Report: More Than 300 Convicted Over Fraudulent BP Oil Spill Claims
Report: More Than 300 Convicted Over Fraudulent BP Oil Spill Claims
In the nearly seven years since the disastrous Deepwater Horizon explosion, BP paid billions to resolve hundreds of thousands of claims from people affected by the worst oil spill in U.S. history.
But newly released documents show that the energy giant also faced hundreds of fraudulent claims during that span.
The Financial Times, citing records disclosed by the Justice Department following a Freedom of Information Act request, reported that 311 people were convicted on charges relating to filing false claims as of last September, and that of those, 102 were sentenced to prison.
Seven were given at least five years in jail, including one person that received 15 years.
BP argued several years ago that the fraudulent claims were “bad for American business” overall, but attorneys that represented claimants countered that the hundreds of fraud cases paled in comparison to the number of legitimate claims.
FT reported that BP’s initial compensation fund for the disaster paid 220,000 claims and that another 153,000 were paid by the end of 2016.
BP reportedly set aside more than $18 billion to compensate victims, which is part of the disaster’s overall cost to the company of $62 billion.
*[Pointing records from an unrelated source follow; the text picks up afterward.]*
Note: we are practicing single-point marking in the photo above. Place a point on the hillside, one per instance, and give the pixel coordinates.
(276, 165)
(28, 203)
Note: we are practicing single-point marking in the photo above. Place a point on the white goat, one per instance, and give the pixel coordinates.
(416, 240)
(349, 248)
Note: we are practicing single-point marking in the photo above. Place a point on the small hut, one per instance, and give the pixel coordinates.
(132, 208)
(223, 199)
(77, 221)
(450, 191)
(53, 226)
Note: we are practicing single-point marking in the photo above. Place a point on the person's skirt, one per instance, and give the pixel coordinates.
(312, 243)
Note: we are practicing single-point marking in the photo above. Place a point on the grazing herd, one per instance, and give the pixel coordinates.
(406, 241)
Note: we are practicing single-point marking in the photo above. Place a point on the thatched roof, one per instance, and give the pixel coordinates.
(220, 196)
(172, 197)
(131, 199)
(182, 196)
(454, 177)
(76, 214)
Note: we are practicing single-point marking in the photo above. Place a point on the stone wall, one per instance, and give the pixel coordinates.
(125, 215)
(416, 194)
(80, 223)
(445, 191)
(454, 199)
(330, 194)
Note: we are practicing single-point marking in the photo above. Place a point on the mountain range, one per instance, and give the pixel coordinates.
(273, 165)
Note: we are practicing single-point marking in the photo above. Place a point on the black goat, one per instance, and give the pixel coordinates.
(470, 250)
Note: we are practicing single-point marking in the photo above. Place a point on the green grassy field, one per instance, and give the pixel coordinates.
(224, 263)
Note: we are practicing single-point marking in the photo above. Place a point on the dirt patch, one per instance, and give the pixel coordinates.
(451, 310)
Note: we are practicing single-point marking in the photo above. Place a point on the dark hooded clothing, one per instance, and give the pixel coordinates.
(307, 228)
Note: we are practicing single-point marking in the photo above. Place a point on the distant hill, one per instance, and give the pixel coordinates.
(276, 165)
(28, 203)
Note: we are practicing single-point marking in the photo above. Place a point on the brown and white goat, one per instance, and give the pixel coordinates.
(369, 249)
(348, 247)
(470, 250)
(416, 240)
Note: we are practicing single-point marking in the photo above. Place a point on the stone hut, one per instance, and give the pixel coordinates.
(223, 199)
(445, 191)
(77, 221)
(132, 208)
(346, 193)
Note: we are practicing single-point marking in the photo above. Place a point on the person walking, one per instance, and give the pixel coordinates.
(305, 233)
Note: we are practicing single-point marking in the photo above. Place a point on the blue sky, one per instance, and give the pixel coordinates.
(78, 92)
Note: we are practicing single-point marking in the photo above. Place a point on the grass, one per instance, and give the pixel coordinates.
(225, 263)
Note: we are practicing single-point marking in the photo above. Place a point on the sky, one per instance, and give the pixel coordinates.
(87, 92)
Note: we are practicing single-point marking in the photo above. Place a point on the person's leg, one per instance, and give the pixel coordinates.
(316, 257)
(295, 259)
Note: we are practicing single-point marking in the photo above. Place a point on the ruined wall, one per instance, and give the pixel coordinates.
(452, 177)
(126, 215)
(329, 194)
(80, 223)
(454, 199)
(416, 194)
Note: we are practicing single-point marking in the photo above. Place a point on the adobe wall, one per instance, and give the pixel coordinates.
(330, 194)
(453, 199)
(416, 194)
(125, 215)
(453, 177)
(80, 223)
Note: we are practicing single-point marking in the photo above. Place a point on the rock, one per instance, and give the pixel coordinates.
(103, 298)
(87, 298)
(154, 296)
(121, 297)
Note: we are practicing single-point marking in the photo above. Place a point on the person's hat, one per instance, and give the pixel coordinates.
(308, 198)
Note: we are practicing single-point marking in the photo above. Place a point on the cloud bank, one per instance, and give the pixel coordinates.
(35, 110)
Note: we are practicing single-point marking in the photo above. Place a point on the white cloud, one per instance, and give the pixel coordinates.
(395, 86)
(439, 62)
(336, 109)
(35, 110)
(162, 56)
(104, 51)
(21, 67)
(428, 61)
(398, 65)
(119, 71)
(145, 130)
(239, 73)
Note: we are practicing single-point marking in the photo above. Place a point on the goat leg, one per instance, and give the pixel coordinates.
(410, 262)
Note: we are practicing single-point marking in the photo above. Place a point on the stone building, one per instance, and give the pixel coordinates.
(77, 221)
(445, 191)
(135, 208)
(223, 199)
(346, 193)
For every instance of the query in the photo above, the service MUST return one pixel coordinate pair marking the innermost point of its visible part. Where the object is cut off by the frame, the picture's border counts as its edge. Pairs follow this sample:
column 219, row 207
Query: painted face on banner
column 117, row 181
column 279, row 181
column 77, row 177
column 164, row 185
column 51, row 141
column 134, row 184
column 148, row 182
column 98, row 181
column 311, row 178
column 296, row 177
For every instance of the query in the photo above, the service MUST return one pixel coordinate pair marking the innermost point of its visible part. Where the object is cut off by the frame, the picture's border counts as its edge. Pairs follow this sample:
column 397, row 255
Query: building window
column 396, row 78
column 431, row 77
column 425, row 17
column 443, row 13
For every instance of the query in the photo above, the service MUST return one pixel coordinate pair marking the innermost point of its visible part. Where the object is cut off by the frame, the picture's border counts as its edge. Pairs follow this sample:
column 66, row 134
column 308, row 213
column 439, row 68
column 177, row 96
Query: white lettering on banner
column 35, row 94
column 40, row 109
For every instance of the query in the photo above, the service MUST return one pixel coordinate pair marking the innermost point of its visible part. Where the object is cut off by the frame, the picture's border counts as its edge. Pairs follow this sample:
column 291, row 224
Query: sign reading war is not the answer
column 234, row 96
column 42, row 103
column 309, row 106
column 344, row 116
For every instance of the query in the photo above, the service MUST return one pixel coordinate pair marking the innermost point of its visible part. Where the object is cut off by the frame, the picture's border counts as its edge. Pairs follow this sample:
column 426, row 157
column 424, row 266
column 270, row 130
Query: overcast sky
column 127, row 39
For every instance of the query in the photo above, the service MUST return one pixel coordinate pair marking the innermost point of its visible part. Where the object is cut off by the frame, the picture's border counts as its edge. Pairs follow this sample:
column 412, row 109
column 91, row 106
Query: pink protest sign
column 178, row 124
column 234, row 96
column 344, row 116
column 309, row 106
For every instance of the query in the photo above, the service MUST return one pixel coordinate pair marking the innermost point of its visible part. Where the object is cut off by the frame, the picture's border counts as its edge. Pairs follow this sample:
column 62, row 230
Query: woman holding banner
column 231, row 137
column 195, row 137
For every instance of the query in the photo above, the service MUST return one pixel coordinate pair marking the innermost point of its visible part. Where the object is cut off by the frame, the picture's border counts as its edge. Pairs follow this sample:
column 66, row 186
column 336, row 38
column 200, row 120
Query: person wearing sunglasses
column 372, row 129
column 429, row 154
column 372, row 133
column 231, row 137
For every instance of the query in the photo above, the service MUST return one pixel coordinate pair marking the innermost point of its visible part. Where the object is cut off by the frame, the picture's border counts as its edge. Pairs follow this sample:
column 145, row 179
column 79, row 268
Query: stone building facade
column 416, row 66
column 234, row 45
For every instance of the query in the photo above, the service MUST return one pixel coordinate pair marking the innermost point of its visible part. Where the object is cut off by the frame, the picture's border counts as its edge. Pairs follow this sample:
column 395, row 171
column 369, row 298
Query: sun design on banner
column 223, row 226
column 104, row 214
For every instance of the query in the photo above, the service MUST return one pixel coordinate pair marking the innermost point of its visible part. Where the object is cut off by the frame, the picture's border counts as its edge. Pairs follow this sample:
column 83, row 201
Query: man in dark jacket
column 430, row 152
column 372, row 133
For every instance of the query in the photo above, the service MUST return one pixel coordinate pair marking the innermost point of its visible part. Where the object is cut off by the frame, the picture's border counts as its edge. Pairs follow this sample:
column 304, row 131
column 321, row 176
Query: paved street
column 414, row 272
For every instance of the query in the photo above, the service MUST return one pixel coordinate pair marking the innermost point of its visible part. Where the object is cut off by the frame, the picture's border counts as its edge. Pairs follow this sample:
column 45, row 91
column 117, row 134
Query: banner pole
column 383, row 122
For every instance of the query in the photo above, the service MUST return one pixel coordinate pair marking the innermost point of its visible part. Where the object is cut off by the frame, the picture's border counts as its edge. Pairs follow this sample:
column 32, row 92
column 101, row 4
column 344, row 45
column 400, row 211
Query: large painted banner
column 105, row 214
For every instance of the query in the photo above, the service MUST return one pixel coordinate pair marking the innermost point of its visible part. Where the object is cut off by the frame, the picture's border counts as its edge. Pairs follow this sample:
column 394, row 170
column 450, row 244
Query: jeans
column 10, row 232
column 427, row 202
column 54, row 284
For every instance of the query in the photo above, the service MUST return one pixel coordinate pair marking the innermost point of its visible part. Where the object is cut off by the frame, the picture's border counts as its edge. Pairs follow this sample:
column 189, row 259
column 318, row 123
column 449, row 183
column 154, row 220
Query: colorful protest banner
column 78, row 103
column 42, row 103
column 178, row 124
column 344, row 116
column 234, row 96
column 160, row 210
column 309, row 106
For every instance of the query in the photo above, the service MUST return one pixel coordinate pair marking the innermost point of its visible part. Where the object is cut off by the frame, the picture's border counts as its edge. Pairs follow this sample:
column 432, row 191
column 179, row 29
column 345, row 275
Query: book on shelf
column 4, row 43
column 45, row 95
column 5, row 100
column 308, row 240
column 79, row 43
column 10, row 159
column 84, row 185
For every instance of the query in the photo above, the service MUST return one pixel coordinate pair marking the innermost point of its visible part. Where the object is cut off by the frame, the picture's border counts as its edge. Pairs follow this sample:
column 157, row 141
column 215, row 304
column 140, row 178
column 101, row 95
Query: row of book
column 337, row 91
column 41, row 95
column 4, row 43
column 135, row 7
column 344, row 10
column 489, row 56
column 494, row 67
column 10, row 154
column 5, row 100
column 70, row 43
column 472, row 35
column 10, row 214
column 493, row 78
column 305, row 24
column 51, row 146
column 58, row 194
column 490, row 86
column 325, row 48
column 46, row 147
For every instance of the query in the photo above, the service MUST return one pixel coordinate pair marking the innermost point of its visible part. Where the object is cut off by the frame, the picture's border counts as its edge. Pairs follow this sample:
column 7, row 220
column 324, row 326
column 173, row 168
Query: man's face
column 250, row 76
About 1,000 claims remain pending, according to court documents.
Critics largely dismissed BP’s efforts to emphasize the number of fraudulent claims in past years, with one noting “inherent social injustice of imprisoning over a hundred people for filing false claims against BP, but no one responsible for the disaster itself.”
Prosecutors filed charges against four people in connection with the April 2010 blast; two pleaded guilty to misdemeanor charges and avoided jail time, while the others were acquitted.
The company itself will pay the largest civil settlement in U.S. history over its role in the spill.